The younger Fei usually accompanies her parents to these events. She helps them down the stairs from their second-floor apartment and says it’s the only time each week they go outside.
“I have to free up Tuesday mornings to go with them every week. They get quite upset if they are stopped by bad weather,” she added.
The couple have two sons and two daughters. Counting grandchildren, the family boasts an impressive seven PhDs, the elder Fei explained with pride.
“Most of them graduated from Tsinghua University, and our second son got the first PhD from Tsinghua after China reinstated its doctorate system,” he added. “He also has 12 patents in America.”

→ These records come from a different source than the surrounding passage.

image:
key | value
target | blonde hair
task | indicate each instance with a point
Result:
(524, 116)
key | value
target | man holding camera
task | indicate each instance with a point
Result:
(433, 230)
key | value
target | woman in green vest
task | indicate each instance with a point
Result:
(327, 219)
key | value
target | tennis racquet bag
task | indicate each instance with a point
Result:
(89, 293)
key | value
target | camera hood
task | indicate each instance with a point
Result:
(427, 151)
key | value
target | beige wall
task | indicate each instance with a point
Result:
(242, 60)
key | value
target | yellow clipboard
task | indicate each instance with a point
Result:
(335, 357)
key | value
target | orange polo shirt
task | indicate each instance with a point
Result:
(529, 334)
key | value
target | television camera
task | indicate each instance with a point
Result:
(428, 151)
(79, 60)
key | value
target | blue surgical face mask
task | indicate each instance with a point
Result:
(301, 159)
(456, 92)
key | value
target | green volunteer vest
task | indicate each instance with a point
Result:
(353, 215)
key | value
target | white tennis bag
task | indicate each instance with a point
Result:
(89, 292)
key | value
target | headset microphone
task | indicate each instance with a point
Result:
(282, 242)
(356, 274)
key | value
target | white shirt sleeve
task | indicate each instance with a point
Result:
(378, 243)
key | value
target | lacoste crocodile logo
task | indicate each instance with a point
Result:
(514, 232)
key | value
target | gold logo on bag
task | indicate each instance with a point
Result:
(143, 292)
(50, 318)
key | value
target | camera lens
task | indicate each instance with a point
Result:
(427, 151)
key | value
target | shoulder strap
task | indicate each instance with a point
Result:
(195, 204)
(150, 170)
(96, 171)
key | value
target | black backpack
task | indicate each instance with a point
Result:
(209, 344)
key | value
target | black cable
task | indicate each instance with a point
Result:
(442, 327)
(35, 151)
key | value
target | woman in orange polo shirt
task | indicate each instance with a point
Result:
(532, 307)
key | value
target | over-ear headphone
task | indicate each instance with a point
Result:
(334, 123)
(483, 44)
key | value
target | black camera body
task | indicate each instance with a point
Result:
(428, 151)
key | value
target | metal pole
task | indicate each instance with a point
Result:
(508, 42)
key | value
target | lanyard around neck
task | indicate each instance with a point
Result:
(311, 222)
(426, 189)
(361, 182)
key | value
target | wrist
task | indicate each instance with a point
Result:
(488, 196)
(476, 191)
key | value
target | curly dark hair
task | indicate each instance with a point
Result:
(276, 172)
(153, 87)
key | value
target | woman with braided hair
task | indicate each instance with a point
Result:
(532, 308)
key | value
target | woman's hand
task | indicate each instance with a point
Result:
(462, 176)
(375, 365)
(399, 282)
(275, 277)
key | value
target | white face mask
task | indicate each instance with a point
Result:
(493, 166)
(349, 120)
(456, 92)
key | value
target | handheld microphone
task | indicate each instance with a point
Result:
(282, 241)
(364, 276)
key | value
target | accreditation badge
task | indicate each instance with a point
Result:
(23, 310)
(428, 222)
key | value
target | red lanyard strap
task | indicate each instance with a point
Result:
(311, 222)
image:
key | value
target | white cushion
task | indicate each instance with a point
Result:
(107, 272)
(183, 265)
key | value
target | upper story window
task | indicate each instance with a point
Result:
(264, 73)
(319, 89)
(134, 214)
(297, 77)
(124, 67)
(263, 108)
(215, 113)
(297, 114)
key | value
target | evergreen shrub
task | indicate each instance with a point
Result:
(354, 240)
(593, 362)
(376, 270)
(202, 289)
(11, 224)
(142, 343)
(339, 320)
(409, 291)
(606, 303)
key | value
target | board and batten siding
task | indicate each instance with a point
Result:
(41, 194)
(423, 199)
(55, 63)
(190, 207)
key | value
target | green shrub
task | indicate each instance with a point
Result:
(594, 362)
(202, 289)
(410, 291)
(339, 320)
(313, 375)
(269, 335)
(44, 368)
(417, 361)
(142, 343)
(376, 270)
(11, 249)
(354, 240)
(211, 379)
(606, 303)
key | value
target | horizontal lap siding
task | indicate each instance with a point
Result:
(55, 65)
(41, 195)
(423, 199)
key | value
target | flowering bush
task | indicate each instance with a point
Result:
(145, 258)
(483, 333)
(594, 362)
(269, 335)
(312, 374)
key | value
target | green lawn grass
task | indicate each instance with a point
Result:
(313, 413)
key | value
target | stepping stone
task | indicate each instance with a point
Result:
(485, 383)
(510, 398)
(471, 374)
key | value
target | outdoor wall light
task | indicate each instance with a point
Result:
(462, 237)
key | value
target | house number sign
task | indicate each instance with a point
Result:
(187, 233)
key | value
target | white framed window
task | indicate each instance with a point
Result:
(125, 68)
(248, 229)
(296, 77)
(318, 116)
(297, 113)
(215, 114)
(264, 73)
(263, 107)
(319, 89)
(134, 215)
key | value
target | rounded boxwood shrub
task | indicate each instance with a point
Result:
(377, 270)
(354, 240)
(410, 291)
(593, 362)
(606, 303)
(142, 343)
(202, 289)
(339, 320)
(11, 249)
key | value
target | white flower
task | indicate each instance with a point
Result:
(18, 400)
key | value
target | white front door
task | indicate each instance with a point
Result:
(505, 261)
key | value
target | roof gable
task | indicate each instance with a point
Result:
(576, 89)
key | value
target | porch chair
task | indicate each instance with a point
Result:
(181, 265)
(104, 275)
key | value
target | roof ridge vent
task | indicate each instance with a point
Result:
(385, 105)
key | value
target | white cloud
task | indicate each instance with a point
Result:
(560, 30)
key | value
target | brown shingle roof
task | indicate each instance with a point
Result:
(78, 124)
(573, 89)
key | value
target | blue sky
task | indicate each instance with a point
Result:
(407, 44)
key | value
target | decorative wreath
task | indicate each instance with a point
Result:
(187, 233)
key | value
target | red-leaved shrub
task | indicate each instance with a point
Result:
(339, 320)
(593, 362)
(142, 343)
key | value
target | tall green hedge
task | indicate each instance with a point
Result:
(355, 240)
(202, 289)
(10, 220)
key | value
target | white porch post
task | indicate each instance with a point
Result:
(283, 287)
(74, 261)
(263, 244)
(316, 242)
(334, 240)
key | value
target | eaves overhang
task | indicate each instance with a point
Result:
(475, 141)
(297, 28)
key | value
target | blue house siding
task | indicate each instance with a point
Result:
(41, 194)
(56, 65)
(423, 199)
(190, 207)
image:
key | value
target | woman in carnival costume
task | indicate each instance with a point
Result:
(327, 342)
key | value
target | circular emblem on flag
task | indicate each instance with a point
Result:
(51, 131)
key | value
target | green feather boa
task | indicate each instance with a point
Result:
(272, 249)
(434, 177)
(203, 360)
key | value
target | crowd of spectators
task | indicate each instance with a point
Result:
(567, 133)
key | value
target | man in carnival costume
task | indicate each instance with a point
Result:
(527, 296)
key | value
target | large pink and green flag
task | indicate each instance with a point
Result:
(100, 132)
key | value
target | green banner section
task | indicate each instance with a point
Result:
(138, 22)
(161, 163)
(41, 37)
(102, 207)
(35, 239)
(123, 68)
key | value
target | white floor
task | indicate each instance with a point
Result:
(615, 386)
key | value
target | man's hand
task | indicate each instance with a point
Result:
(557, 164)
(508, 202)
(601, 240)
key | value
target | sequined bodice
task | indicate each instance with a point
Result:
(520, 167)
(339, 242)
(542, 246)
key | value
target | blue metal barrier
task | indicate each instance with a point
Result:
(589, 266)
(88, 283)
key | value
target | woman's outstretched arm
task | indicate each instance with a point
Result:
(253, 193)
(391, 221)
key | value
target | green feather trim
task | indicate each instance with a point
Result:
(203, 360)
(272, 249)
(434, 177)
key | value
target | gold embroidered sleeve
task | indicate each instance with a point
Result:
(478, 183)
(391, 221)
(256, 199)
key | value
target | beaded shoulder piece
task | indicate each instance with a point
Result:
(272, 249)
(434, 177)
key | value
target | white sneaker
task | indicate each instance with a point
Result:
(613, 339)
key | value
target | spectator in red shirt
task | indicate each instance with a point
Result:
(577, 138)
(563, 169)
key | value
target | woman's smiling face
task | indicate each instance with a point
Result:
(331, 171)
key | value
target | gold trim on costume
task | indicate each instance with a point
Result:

While his formal school days ended decades ago, Fei is still an avid learner. In recent years, he’s taught himself how to use Photoshop and uses the program to make digital greeting cards and retouch family photos.
He’s also become a self-taught stock investor, and says he’s never lost money on a trade.
Having survived war and a slew of personal and national calamities, the couple says the secret to a lasting marriage is for both partners to help and tolerate one another.
“We’ve also experienced conflicts and disagreements over 75 years,” he said, “But we always remind ourselves to look after each other and listen to each other’s opinions. We also compromised to keep the family harmonious.
“This is also our advice to young couples today at Jiao Tong University,” he added. “I hope their marriages can last even longer than ours.”